Your assumption of $y_t \perp \!\!\! \perp \exp(\varepsilon_{t+1})$ is correct by definition of $\varepsilon_t$, i.e:

$X \perp \!\!\! \perp Y \Leftrightarrow X \perp \!\!\! \perp f(Y) \ \forall \ f(\cdot) \tag{1}$

where $\perp \!\!\! \perp$ is the independence symbol. In words: if $X$ is independent of $Y$, then $X$ is also independent of any deterministic function of $Y$.

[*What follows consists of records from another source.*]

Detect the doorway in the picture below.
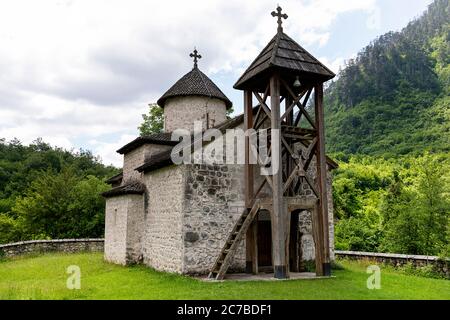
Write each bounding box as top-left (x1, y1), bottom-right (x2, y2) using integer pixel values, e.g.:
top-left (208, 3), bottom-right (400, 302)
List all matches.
top-left (289, 210), bottom-right (301, 272)
top-left (257, 210), bottom-right (272, 268)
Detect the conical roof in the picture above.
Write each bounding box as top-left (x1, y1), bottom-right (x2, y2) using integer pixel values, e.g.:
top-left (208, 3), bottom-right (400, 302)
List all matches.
top-left (157, 66), bottom-right (232, 109)
top-left (234, 32), bottom-right (335, 90)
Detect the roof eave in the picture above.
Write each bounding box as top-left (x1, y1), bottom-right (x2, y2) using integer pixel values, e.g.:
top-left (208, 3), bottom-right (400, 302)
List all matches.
top-left (157, 94), bottom-right (233, 110)
top-left (116, 137), bottom-right (178, 155)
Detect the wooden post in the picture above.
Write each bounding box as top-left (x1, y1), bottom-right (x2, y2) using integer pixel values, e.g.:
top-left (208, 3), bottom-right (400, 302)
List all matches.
top-left (285, 96), bottom-right (293, 197)
top-left (312, 204), bottom-right (324, 275)
top-left (252, 219), bottom-right (258, 273)
top-left (270, 74), bottom-right (287, 279)
top-left (314, 83), bottom-right (331, 276)
top-left (244, 90), bottom-right (256, 274)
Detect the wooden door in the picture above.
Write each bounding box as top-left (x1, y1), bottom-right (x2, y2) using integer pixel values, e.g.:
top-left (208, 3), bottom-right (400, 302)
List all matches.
top-left (257, 220), bottom-right (272, 267)
top-left (289, 211), bottom-right (300, 272)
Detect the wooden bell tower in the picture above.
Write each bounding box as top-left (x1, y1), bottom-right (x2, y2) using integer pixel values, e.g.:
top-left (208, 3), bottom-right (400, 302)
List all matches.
top-left (234, 6), bottom-right (335, 278)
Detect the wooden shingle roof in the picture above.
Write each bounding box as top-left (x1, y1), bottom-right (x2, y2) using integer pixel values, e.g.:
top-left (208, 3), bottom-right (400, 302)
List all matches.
top-left (101, 181), bottom-right (145, 198)
top-left (157, 67), bottom-right (232, 109)
top-left (234, 32), bottom-right (335, 90)
top-left (116, 132), bottom-right (178, 155)
top-left (105, 172), bottom-right (123, 185)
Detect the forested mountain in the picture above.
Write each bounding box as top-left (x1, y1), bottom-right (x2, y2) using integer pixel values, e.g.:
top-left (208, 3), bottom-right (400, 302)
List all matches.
top-left (325, 0), bottom-right (449, 156)
top-left (326, 0), bottom-right (449, 257)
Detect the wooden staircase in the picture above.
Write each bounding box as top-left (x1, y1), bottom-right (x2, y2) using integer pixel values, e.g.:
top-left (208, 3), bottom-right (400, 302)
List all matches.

Here: $\varepsilon_t \sim iid(\mu,\sigma^2)$, i.e. non-zero mean iid noise. Then $\varepsilon_t$ is per definition an innovation at time $t$, i.e. independent of all variables at $t$, i.e. $y_t, \textbf{X}_t \perp \!\!\! \perp \varepsilon_t$ and therefore also any deterministic function of it is also independent of all variables at $t$, i.e. $y_t, \textbf{X}_t \perp \!\!\! \perp f(\varepsilon_t)$ where $f(x) =exp(x)$.

For solving $E[y_{t+1}|y_t]$ given $y_{t+1}=y_t \exp(\varepsilon_{t+1})$:

Option 1:

Take $E[y_{t+1}|y_t]$ directly, as you did. The rest is correct.

Option 2:

In cases with exponential functions, it might be more attractive to work with the $\log$ of the variables, due to additive properties: Take $\log(y_{t+1})$ to get $\log(y_{t+1})=\log(y_t) + \varepsilon_{t+1}.$ Then take $$ E[\log(y_t)+\varepsilon_{t+1}|y_t]=\log(y_t)+E[\varepsilon_t]=\log(y_t)+\mu$$ Here, independence may be more obvious. However, I can't think of a direct way to get from this to your variable of interest $E[y_{t+1}|y_t]$. Note that $E[\log(y_{t+1})|y_t] \ne \log(E[y_{t+1}|y_t])$, therefore one can't simply take $\exp()$ of $\log(y_t)+\mu$.